24th January 2008
Howick is a site I had planned to visit for a while as a bit of an archaeological pilgrimage. Recently, archaeologists discovered a Mesolithic structure on the bluff above the shoreline that showed that hunter gatherers made a permanent home in this place thousands of years before the pyramids were built.
Following my good start at Dunstanburgh and my disappointment at finding the southern walls covered with scaffolding, the discovery of this wonderful old bathing house in it’s commanding position above the rocks at Howick was a great bonus.
The low morning light added a warm glow to the rocks and I was interested in the way the water was swirling into pools cut by the wave action.
There is a spot near here that is marked as “Rumbling Kern” on the maps, as is often the case without local knowledge it is difficult to be sure which feature in the landscape had this evocative name but the sea certainly lent it’s power to the scene.
As the day drew to a close, and realising that Lindisfarne lacked atmosphere on this occasion I decided to return to Howick to explore a little more.
Sadly, one thing I found was evidence of the terrible storms that had so recently hit the seal colony on the Farne Islands.
When I first saw this seal pup on the shore I thought it was just resting and it’s mother would be somewhere in the area.
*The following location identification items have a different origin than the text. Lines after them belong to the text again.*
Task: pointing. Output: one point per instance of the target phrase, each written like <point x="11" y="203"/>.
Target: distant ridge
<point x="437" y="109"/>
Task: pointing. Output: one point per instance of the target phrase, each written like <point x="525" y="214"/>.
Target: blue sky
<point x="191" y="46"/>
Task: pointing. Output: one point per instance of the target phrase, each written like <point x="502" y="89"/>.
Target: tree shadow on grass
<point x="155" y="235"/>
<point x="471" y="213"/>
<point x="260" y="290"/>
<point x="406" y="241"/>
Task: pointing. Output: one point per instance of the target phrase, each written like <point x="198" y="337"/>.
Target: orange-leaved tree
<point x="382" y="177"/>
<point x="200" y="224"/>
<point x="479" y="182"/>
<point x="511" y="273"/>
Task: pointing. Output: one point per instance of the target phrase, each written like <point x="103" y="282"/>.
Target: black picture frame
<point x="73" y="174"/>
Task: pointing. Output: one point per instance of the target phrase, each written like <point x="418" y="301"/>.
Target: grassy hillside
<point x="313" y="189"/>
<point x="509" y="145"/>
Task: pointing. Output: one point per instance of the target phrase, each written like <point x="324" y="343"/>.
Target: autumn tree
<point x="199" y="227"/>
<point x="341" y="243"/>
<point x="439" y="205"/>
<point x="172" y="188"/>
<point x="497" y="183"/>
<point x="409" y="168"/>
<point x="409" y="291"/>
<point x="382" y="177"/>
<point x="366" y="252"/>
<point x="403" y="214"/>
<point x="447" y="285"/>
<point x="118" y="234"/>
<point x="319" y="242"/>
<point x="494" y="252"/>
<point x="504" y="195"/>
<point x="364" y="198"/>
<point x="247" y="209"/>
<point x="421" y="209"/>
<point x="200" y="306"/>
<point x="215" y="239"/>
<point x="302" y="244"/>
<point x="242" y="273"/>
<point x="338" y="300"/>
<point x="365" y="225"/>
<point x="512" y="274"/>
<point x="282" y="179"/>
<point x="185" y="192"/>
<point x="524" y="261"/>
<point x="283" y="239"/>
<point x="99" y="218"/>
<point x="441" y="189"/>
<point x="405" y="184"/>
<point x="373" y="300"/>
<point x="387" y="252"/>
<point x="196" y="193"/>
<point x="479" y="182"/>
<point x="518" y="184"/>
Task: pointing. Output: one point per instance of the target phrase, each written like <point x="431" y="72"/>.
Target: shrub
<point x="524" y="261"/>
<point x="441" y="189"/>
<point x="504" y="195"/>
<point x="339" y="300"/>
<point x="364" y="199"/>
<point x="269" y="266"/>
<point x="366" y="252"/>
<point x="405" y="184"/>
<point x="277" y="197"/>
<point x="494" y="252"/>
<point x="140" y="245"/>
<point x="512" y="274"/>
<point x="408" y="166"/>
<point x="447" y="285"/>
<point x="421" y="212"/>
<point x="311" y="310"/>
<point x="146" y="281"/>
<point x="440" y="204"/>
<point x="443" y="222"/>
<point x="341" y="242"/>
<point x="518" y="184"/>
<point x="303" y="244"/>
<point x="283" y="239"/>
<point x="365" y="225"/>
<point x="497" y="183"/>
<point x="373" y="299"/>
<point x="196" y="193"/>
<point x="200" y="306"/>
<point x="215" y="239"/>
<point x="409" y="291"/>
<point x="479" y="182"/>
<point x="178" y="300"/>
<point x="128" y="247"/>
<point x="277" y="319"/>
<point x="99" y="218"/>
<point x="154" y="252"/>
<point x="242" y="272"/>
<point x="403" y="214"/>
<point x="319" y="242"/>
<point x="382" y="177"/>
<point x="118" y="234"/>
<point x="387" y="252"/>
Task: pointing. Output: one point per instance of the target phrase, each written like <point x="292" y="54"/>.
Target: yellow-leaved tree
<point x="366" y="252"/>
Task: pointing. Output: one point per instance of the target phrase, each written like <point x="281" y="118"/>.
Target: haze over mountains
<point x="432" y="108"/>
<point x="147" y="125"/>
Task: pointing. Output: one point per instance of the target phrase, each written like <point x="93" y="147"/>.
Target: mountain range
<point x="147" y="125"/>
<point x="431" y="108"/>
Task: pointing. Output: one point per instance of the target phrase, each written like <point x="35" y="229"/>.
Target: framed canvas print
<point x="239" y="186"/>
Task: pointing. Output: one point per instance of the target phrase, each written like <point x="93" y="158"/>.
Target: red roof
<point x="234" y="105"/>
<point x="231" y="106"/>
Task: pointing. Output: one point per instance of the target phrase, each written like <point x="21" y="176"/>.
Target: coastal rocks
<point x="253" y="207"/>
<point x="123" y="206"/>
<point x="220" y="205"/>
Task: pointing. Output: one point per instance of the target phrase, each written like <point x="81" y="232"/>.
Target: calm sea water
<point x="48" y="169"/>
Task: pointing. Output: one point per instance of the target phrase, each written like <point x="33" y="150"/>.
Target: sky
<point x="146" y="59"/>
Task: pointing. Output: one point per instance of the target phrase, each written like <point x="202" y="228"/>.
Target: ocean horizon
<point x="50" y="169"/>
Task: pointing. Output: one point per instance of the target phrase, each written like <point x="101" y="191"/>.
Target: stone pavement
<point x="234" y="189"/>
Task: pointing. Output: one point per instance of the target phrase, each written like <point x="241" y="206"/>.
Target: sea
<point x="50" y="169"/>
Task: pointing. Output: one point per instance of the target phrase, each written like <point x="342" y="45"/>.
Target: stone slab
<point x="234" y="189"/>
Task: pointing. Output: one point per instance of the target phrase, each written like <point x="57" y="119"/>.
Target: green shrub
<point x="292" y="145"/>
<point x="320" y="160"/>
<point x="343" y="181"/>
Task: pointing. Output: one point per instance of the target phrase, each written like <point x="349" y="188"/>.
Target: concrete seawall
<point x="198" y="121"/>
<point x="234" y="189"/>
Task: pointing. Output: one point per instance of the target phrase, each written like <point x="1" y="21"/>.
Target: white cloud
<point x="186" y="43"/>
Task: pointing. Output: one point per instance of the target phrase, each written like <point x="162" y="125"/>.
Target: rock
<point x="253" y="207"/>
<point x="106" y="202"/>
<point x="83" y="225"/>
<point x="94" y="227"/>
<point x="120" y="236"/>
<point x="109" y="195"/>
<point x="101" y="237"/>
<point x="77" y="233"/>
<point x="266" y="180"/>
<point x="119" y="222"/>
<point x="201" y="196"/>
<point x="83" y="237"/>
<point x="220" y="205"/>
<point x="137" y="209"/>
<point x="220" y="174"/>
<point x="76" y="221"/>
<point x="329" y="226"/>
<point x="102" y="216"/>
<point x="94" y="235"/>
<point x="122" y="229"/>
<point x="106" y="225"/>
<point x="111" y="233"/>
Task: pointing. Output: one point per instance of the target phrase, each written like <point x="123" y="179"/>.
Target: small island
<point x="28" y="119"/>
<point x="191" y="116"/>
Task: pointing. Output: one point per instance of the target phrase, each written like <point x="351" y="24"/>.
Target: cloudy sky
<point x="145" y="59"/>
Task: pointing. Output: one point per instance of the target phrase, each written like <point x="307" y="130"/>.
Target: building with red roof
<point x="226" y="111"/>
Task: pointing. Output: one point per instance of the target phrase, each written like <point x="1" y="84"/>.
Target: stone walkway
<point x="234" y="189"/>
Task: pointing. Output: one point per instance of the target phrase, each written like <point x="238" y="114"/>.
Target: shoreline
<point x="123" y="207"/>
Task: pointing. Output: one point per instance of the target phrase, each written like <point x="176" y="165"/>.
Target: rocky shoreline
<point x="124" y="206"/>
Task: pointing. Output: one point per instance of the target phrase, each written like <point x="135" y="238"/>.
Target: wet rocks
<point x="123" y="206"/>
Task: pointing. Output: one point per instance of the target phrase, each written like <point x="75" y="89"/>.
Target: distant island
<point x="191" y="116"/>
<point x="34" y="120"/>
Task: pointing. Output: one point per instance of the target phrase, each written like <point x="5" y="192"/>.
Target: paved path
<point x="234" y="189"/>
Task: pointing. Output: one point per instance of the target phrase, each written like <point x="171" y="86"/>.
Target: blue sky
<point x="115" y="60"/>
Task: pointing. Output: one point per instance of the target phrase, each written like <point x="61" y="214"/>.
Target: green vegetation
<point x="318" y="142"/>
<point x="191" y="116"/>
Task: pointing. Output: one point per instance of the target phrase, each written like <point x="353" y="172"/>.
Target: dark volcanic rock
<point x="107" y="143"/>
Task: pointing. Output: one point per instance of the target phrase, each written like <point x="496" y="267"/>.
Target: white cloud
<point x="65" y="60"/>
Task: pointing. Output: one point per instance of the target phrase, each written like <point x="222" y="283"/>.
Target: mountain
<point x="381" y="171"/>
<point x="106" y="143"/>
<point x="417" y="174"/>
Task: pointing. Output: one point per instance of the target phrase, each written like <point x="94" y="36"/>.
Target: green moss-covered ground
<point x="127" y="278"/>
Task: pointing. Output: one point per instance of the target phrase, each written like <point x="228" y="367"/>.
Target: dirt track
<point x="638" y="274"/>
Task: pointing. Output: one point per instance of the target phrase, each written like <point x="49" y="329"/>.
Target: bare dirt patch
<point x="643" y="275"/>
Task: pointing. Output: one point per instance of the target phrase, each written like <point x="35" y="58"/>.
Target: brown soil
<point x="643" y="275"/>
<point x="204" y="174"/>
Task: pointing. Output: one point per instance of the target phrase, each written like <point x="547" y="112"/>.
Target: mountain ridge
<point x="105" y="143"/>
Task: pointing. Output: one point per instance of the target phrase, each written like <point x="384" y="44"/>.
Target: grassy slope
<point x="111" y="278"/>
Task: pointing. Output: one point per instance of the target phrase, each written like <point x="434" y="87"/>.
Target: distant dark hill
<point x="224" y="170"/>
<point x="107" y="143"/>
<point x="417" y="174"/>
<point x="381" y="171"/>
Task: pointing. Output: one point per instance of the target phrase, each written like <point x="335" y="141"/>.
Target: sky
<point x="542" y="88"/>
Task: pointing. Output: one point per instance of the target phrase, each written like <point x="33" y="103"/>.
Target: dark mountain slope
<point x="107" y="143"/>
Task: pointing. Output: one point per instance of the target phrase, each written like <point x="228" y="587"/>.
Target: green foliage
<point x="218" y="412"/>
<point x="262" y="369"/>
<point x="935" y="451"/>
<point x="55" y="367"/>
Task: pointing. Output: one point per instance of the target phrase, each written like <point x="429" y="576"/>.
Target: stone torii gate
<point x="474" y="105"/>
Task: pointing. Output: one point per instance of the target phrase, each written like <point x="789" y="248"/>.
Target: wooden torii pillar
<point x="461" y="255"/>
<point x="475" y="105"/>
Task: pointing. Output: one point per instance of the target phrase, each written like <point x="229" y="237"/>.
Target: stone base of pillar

I was surprised to see it on the mainland but moved on so as not to disturb it.
When I returned a while later, it’s body was being thrown about on the rocks by the waves and I realised that it was actually a victim of the storms.
I took a couple of photos as I’d never actually been this close to a seal before and then dragged it’s body back into the ebbing tide to let the sea look after it’s own.
As the sun went down I found myself in almost the same spot I had photographed earlier and got one of my favourite shots of the day.